We conduct an in-depth analysis of attention in video diffusion transformers (VDiTs) and report a number of novel findings. We identify three key properties of attention in VDiTs: Structure, Sparsity, and Sinks. Structure: We observe that attention patterns across different VDiTs exhibit similar structure across different prompts, and that we can make use of the similarity of attention patterns to unlock video editing via self-attention map transfer. Sparse: We study attention sparsity in VDiTs, finding that proposed sparsity methods do not work for all VDiTs, because some layers that are seemingly sparse cannot be sparsified. Sinks: We make the first study of attention sinks in VDiTs, comparing and contrasting them to attention sinks in language models. We propose a number of future directions that can make use of our insights to improve the efficiency-quality Pareto frontier for VDiTs.

1 Structured Attention

The attention maps shown above are very similar, and for good reason: attention in VDiTs is structured based on spatial-temporal locality. We see a clear diagonal stripe, and then off-diagonal stripes of varying strength. A diagonal stripe is spatial locality. Inside of one band on the diagonal, if we zoom in, we will see a visually distinct square for each frame.

This is because pixels near each other exhibit spatial locality, with high attention weights. Off-diagonal stripes are temporal locality, and they decrease in strength as we move further off-diagonal because frames that are farther away from the current frame are less relevant.

1.1 Self-Attention Transfer for Zero-Shot Video Editing

Can a single attention map transfer to multiple prompts? We use Wan2.1-T2V-1.3B due to its architectural design, which applies self-attention over vision tokens before performing cross-attention with text tokens. This separation allows for more targeted attention transfer experiments, specifically on the self-attention layers operating over the visual input. During generation, given a source prompt, we directly take the attention map from the generation of the source prompt to the generation of the target prompt.

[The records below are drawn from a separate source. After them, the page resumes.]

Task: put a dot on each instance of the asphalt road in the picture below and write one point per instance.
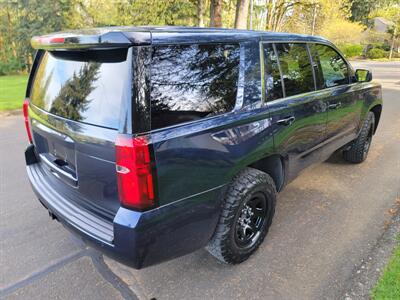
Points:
(326, 221)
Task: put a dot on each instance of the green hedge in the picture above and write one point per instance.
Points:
(376, 53)
(351, 50)
(12, 66)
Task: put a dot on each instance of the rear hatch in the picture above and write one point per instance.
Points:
(77, 98)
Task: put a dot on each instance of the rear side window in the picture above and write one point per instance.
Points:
(332, 69)
(296, 68)
(83, 86)
(191, 82)
(273, 83)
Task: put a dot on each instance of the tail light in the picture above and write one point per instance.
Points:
(134, 174)
(26, 119)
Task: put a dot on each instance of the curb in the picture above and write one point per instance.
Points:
(368, 272)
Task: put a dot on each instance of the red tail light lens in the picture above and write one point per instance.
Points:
(26, 119)
(135, 179)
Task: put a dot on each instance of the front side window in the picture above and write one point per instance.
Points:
(332, 70)
(272, 76)
(191, 82)
(296, 68)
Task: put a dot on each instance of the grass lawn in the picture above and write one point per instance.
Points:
(12, 91)
(388, 286)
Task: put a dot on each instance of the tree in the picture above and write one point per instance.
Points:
(242, 11)
(360, 10)
(215, 13)
(200, 13)
(391, 13)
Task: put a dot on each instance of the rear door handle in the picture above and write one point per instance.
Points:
(335, 105)
(286, 121)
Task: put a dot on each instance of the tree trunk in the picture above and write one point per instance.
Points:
(200, 13)
(242, 10)
(215, 13)
(392, 46)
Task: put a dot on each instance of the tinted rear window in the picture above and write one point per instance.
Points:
(83, 86)
(190, 82)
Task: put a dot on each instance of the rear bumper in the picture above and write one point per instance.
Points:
(137, 239)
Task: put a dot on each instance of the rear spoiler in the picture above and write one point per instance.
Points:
(96, 38)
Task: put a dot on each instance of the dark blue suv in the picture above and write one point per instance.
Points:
(153, 142)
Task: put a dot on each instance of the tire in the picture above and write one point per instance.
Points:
(249, 207)
(359, 148)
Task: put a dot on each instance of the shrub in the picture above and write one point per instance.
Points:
(11, 66)
(376, 53)
(352, 50)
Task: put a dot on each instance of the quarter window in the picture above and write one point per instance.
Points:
(273, 83)
(331, 68)
(297, 73)
(190, 82)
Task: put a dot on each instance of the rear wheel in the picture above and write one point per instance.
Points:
(359, 148)
(246, 217)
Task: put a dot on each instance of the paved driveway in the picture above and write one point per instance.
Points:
(326, 222)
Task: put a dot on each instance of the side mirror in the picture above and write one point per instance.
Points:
(363, 75)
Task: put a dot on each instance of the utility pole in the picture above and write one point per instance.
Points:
(251, 14)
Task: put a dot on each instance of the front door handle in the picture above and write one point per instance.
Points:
(286, 121)
(335, 105)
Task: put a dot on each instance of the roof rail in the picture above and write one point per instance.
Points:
(85, 39)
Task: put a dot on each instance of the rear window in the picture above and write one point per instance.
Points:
(191, 82)
(84, 86)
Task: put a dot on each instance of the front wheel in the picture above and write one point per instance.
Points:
(248, 210)
(359, 148)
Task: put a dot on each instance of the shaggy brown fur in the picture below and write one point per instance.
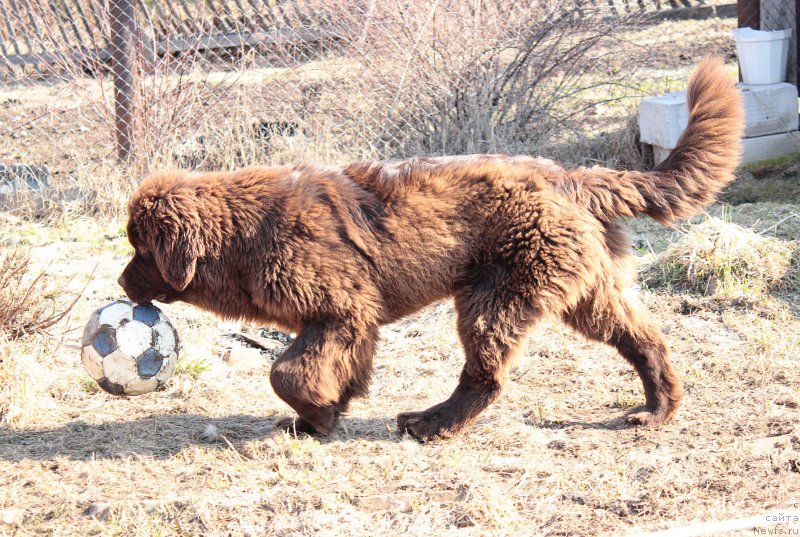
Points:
(333, 253)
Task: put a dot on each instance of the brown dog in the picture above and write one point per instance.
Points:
(333, 253)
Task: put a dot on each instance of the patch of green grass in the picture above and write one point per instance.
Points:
(192, 367)
(87, 384)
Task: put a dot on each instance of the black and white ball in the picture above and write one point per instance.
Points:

Below, we transfer the self-attention map from a car-driving prompt to a generation with a dog-running prompt. Surprisingly, this makes the video resemble the original car video—preserving its structure while ignoring the new prompt. This highlights how attention maps encode prompt-specific structure.

(a): “A car is driving on the highway.”

(b): “A dog is running on the grass.”

Attention Map Transfer from (a) to (b)

Motivated by this, we explore the limits of fine-grained video editing. In the videos below, we conduct the same attention transfer experiment using a new prompt that is very similar to the original: A car is driving on the highway vs. A red car is driving on the highway. As shown below, without attention transfer, the two generated videos differ significantly. Not just in the color of the car, but also in the perspective of the video and how it changes over time. From a user perspective, if we were happy with the cinematography of the original generated video and only wanted to change the color of the car, we would not be pleased that generating a video with the same seed leads to such a drastically different video. However, with attention map transfer, the resulting video is nearly identical to the original—except that the car is now red. This is a new capability for fine-grained video editing, where only the attribute that the user wants to change is modified.

(a): “A car is driving on the highway.”

(b): “A red car is driving on the highway.”

Attention Map Transfer from (a) to (b)

We can also try to change elements of the background or the car itself. We try to change the background to winter, and change the car to a truck. As shown below, the transfer works well in the ``winter'' case. However, when the variation becomes larger—such as changing a car to a truck—the quality of the generation becomes limited.

“A car is driving on the highway in the winter.”

“A truck is driving on the highway.”

Below, we perform attention transfer for each individual layer to identify which ones have the most significant impact. As shown below, layers such as layer 0 and layer 19 tend to produce generated videos that closely resemble the original when their attention maps are transferred. Interestingly, layer 3 stands out as an exception—its generation differs noticeably from the original but closely resembles the output from the source prompt. This suggests that layer 3 may play a key role in controlling the structural aspects of the generation. None of the other layers really have this characteristic.